На следующее утро встречает меня Сильвер в отеле, а сам весь аж зудит от возбуждения.
– Сегодня днем встречаемся с Дж. П. Морганом, – сообщает он. – Один мой знакомый из отеля хочет нас ему представить. Они друзья. Говорит, Морган уважает людей с Запада.
– Вызывает доверие, – говорю. – Отчего же не познакомиться с м-ром Морганом?
– Никогда не помешает войти в круг финансовых воротил, – откликается Сильвер. – Вот за что я люблю Нью-Йорк, так это за то, что тут народ открытый!

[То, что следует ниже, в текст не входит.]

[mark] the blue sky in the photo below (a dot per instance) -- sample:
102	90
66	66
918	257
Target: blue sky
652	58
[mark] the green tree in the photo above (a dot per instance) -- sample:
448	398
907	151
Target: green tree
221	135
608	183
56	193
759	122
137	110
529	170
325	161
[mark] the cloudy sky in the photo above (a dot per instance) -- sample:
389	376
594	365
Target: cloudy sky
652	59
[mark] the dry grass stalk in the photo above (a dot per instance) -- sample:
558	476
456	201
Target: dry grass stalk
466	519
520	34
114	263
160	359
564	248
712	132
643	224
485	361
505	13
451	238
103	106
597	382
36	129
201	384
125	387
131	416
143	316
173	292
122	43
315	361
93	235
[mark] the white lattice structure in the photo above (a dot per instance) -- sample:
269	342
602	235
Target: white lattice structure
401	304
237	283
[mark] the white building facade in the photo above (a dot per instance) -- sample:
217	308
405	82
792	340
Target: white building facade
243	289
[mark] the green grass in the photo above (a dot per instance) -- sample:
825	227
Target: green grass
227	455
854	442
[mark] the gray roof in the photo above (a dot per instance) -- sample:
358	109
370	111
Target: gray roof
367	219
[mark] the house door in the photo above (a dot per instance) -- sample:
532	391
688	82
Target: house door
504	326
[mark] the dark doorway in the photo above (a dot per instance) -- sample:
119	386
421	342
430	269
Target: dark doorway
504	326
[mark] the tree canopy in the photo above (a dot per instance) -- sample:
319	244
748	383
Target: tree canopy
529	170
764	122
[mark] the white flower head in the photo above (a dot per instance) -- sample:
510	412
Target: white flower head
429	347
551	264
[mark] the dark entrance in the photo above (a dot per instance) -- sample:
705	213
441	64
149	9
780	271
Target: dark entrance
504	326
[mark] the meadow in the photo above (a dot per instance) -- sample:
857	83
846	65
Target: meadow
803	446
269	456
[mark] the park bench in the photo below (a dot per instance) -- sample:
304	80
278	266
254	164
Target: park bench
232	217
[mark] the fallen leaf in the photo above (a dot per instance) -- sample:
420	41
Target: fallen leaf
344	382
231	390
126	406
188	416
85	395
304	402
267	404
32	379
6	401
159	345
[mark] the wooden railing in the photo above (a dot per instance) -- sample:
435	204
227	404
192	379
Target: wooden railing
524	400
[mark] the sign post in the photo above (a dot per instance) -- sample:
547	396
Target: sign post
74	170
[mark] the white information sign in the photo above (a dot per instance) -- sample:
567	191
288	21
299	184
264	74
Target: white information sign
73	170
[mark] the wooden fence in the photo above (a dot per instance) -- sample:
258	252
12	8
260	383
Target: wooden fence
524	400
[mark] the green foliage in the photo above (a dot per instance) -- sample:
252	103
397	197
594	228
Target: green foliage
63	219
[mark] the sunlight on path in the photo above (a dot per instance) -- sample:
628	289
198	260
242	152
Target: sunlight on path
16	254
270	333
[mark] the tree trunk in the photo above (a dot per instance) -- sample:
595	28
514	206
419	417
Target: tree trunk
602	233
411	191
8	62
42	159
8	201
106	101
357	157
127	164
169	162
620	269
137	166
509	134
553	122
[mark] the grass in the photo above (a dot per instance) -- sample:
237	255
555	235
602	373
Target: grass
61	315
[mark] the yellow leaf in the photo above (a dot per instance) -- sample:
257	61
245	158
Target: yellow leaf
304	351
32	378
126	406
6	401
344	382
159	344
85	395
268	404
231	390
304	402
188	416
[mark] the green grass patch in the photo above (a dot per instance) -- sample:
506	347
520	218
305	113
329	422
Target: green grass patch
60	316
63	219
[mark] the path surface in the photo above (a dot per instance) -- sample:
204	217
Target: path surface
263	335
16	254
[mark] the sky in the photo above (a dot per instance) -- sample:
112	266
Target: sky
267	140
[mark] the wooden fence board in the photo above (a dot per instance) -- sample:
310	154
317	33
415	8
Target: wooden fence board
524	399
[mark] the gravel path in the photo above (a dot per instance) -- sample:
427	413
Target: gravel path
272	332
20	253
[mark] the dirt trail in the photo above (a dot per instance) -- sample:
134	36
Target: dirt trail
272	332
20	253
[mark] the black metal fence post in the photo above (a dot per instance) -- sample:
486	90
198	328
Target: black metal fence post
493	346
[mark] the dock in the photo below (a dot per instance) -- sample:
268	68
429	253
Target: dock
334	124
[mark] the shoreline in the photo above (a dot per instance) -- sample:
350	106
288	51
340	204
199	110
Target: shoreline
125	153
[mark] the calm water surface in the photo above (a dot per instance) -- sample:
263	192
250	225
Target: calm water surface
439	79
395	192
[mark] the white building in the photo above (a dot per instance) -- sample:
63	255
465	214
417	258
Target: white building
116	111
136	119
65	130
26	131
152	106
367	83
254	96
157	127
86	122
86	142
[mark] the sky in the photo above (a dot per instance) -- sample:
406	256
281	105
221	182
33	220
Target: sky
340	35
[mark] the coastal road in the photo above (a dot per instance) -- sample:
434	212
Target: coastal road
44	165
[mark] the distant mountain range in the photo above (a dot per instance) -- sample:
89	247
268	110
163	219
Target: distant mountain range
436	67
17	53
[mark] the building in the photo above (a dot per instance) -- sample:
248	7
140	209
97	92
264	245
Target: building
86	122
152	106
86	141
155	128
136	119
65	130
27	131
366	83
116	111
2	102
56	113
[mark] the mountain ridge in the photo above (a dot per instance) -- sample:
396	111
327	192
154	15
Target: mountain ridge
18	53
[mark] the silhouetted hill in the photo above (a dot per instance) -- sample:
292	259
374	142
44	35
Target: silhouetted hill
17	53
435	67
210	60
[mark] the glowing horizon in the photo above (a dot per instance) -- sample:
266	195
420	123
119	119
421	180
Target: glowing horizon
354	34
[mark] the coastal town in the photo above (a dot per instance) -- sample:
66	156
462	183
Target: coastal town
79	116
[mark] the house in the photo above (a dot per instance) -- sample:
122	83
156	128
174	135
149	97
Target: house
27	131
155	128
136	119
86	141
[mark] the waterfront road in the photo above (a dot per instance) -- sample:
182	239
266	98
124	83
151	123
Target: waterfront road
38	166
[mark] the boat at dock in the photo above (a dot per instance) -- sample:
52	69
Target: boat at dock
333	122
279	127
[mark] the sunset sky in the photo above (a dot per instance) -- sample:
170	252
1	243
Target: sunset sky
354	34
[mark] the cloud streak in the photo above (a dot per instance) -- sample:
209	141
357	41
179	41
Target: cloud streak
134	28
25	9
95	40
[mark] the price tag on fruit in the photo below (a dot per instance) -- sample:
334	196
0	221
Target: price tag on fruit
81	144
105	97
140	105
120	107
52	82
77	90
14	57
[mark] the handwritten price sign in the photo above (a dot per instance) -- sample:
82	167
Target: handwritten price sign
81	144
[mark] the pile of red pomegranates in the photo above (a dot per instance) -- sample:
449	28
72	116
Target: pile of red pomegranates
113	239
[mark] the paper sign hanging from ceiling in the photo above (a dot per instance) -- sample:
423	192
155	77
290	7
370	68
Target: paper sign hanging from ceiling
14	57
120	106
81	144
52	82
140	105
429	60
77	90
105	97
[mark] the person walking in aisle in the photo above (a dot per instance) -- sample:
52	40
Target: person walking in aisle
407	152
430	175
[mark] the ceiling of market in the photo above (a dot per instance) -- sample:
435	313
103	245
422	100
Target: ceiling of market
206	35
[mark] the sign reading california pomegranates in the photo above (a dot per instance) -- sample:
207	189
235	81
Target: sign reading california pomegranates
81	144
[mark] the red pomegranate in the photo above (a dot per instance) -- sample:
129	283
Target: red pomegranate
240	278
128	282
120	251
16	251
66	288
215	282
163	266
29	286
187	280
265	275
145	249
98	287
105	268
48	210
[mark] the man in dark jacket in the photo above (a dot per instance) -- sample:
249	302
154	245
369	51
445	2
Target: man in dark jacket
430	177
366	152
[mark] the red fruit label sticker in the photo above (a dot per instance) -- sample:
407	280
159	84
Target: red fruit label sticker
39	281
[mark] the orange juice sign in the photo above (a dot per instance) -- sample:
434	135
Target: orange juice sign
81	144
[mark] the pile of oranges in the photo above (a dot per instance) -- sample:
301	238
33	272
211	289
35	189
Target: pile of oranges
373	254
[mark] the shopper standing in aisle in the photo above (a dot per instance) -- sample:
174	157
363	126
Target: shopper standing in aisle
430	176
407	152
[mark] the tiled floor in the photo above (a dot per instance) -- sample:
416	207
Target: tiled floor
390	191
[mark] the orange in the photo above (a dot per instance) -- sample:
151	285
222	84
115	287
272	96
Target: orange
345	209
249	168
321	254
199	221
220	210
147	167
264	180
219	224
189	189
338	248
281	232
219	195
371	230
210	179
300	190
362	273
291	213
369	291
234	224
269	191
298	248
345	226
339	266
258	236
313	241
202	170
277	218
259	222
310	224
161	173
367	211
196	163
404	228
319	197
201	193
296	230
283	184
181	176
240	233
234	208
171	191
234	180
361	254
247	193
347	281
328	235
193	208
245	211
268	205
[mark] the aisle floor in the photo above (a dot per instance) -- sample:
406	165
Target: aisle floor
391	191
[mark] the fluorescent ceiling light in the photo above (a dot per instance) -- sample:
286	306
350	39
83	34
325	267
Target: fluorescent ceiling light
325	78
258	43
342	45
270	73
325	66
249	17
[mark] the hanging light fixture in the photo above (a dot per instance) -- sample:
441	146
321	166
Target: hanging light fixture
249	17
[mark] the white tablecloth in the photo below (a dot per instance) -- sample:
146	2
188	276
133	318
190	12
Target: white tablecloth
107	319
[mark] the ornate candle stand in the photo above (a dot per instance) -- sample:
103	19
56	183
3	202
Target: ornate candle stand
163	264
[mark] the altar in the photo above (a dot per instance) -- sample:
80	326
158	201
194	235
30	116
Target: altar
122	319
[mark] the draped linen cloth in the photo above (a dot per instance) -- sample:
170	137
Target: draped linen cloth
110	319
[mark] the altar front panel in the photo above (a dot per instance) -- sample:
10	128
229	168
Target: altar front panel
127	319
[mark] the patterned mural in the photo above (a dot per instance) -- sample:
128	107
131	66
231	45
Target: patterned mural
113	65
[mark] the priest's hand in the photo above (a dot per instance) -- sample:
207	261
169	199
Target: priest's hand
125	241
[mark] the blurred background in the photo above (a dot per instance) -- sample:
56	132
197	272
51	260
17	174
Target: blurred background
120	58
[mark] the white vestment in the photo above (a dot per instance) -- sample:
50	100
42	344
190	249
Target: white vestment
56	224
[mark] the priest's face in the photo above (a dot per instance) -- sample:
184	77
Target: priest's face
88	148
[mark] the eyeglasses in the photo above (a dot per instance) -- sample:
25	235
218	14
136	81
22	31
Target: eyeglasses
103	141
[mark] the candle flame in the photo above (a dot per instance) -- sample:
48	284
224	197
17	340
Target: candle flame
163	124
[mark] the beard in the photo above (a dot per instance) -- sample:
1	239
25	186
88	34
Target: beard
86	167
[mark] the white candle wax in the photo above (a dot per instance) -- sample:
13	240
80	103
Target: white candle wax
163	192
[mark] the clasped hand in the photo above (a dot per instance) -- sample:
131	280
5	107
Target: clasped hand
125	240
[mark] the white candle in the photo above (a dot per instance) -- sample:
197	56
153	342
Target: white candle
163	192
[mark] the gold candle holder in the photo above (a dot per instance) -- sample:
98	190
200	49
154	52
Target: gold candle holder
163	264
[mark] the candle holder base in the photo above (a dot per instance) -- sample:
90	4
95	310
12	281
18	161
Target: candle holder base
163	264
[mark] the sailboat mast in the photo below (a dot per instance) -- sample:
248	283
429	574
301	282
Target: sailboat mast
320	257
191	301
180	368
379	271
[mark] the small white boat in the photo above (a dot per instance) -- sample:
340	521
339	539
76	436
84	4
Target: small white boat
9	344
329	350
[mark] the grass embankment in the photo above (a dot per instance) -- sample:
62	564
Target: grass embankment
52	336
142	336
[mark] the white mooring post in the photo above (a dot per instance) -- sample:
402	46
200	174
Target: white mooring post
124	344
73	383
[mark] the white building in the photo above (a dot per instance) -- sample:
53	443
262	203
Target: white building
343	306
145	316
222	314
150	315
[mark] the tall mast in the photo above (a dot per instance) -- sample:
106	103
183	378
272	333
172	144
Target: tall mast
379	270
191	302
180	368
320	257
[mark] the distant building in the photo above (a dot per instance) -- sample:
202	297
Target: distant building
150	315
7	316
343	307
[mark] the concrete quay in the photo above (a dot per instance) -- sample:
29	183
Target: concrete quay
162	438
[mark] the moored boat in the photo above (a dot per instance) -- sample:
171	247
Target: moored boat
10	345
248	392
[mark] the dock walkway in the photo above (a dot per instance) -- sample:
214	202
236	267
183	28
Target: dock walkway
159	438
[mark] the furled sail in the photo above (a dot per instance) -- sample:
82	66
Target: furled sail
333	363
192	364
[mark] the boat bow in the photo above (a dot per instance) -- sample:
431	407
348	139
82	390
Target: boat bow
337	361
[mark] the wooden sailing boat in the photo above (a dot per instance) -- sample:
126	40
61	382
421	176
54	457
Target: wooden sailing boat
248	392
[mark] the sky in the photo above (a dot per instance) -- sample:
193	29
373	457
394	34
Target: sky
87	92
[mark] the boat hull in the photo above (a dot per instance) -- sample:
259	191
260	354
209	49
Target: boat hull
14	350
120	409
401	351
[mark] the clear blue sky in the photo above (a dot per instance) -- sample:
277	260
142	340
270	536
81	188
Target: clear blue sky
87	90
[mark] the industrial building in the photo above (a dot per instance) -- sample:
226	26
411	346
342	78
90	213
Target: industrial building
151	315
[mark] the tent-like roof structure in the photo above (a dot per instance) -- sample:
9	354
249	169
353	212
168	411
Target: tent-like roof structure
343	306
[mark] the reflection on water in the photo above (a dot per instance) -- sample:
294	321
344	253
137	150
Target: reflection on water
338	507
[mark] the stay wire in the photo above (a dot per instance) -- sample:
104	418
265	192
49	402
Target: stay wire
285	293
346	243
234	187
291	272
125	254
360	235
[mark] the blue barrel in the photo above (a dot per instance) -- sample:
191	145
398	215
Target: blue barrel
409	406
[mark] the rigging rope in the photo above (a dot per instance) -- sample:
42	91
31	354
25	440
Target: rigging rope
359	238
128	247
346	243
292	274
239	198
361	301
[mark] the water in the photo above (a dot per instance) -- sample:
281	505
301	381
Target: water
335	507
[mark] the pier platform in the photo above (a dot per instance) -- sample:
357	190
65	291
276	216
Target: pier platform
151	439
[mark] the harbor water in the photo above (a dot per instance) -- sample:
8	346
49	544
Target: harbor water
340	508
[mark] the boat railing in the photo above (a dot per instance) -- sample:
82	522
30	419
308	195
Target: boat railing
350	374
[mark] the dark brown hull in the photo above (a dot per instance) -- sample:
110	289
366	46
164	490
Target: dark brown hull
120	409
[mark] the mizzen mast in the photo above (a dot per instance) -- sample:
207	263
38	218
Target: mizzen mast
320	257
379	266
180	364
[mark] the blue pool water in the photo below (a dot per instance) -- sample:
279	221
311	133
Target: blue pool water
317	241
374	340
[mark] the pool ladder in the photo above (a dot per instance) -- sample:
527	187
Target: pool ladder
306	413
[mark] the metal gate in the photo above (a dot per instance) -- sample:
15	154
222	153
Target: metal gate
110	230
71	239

Знакомца Сильвера звали Кляйн. В три часа Кляйн привел своего дружка с Уолл-стрит к Сильверу в номер. М-р Морган был и вправду похож, как на портрете; левая нога у него была замотана в банное полотенце в районе лодыжки, а при ходьбе он опирался на трость.
– М-р Сильвер и м-р Пескад, – говорит Кляйн. – Полагаю, излишне представлять вам величайшего финансового…
– Да брось, Кляйн, – говорит м-р Морган. – Рад знакомству, ребята. Я очень интересуюсь Западом. Кляйн сказал, что вы из Литл-Рока. По-моему, у меня там есть парочка железных дорог. Если есть желание сыграть партийку-другую в покер, я…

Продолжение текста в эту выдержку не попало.